The first thing that jumps out is how absurdly fast our processors are. Most simple instructions on the Core 2 take one clock cycle to execute, hence a third of a nanosecond at 3.0Ghz. For reference, light only travels ~4 inches (10 cm) in the time taken by a clock cycle. It’s worth keeping this in mind when you’re thinking of optimization - instructions are comically cheap to execute nowadays. [...]
Normally when the CPU needs to touch the contents of a memory region they must either be in the L1/L2 caches already or be brought in from the main system memory.
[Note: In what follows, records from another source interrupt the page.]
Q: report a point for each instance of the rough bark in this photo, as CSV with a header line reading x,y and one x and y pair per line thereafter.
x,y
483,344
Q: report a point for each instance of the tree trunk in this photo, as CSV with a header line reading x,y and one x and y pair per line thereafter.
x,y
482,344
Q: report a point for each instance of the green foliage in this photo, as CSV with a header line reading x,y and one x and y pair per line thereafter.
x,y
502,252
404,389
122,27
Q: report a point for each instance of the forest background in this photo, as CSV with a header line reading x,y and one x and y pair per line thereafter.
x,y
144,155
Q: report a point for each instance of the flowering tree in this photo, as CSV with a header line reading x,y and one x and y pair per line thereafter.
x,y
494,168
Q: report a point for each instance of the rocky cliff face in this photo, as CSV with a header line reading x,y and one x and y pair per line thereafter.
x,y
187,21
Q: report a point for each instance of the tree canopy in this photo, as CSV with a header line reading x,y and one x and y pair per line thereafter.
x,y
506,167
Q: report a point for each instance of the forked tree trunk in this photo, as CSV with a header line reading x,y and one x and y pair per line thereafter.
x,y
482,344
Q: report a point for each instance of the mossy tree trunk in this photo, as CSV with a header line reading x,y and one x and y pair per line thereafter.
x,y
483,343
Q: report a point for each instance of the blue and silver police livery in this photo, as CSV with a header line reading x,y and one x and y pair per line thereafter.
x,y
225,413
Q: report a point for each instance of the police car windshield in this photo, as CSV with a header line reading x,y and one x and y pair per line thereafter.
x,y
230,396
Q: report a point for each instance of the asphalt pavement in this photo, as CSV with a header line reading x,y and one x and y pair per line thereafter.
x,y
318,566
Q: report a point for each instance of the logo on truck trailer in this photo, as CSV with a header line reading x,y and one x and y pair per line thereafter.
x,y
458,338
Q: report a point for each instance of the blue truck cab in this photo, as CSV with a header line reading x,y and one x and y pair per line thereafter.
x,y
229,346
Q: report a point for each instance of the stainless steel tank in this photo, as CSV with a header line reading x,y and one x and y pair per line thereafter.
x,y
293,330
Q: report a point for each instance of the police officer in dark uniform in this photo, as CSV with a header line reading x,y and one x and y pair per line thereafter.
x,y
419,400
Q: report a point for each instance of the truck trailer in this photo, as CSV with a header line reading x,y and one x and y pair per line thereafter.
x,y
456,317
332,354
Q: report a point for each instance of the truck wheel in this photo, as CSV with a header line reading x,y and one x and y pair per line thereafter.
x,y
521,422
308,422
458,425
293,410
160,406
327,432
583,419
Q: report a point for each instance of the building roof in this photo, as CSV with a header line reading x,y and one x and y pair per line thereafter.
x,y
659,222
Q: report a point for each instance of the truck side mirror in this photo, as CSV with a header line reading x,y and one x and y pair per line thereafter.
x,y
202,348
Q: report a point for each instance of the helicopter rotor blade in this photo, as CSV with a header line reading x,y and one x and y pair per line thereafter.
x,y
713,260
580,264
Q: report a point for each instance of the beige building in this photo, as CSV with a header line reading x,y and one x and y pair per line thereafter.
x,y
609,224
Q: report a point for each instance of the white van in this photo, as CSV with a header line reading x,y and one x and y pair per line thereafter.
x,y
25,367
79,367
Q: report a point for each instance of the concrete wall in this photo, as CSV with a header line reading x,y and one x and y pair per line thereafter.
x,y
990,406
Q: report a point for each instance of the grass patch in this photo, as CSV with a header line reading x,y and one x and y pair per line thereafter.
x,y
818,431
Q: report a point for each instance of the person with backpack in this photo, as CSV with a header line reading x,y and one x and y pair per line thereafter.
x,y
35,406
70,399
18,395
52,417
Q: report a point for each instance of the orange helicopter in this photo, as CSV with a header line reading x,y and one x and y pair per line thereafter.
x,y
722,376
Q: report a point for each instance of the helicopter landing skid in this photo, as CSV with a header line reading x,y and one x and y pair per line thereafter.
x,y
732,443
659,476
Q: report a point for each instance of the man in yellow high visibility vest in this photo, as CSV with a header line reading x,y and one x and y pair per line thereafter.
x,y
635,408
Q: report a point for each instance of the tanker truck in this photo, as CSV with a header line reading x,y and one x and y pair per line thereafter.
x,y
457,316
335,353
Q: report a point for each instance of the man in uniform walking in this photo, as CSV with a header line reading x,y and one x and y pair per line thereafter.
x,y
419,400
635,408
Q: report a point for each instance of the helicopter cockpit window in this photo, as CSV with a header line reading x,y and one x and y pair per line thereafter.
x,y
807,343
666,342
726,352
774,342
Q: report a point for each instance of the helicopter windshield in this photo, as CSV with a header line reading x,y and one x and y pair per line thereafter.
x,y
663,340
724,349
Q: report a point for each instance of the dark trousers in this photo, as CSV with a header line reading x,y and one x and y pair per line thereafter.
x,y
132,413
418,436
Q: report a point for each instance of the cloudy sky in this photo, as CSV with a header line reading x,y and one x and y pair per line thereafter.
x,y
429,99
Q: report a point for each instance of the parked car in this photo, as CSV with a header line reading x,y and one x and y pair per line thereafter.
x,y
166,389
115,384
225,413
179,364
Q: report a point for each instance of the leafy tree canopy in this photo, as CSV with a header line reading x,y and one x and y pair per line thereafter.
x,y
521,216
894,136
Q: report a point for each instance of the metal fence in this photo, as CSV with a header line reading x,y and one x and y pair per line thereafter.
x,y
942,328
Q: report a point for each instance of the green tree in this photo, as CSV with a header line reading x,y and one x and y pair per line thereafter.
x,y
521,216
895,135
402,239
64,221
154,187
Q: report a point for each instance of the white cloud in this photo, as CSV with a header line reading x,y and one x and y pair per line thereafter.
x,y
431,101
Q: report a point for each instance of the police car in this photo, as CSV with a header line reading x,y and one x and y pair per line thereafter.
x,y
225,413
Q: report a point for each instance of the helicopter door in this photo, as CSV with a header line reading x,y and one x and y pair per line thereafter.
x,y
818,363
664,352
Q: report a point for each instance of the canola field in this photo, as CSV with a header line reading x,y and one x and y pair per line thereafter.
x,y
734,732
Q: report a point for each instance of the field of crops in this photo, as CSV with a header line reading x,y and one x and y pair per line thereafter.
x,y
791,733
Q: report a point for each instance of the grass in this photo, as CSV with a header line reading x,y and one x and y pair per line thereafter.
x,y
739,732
Here we see our first major hit, a massive ~250 cycles of latency that often leads to a stall, when the CPU has no work to do while it waits. To put this into perspective, reading from L1 cache is like grabbing a piece of paper from your desk (3 seconds), L2 cache is picking up a book from a nearby shelf (14 seconds), and main system memory is taking a 4-minute walk down the hall to buy a Twix bar. [...]
Sadly the southbridge hosts some truly sluggish performers, for even main memory is blazing fast compared to hard drives. Keeping with the office analogy, waiting for a hard drive seek is like leaving the building to roam the earth for one year and three months. This is why so many workloads are dominated by disk I/O and why database performance can drive off a cliff once the in-memory buffers are exhausted.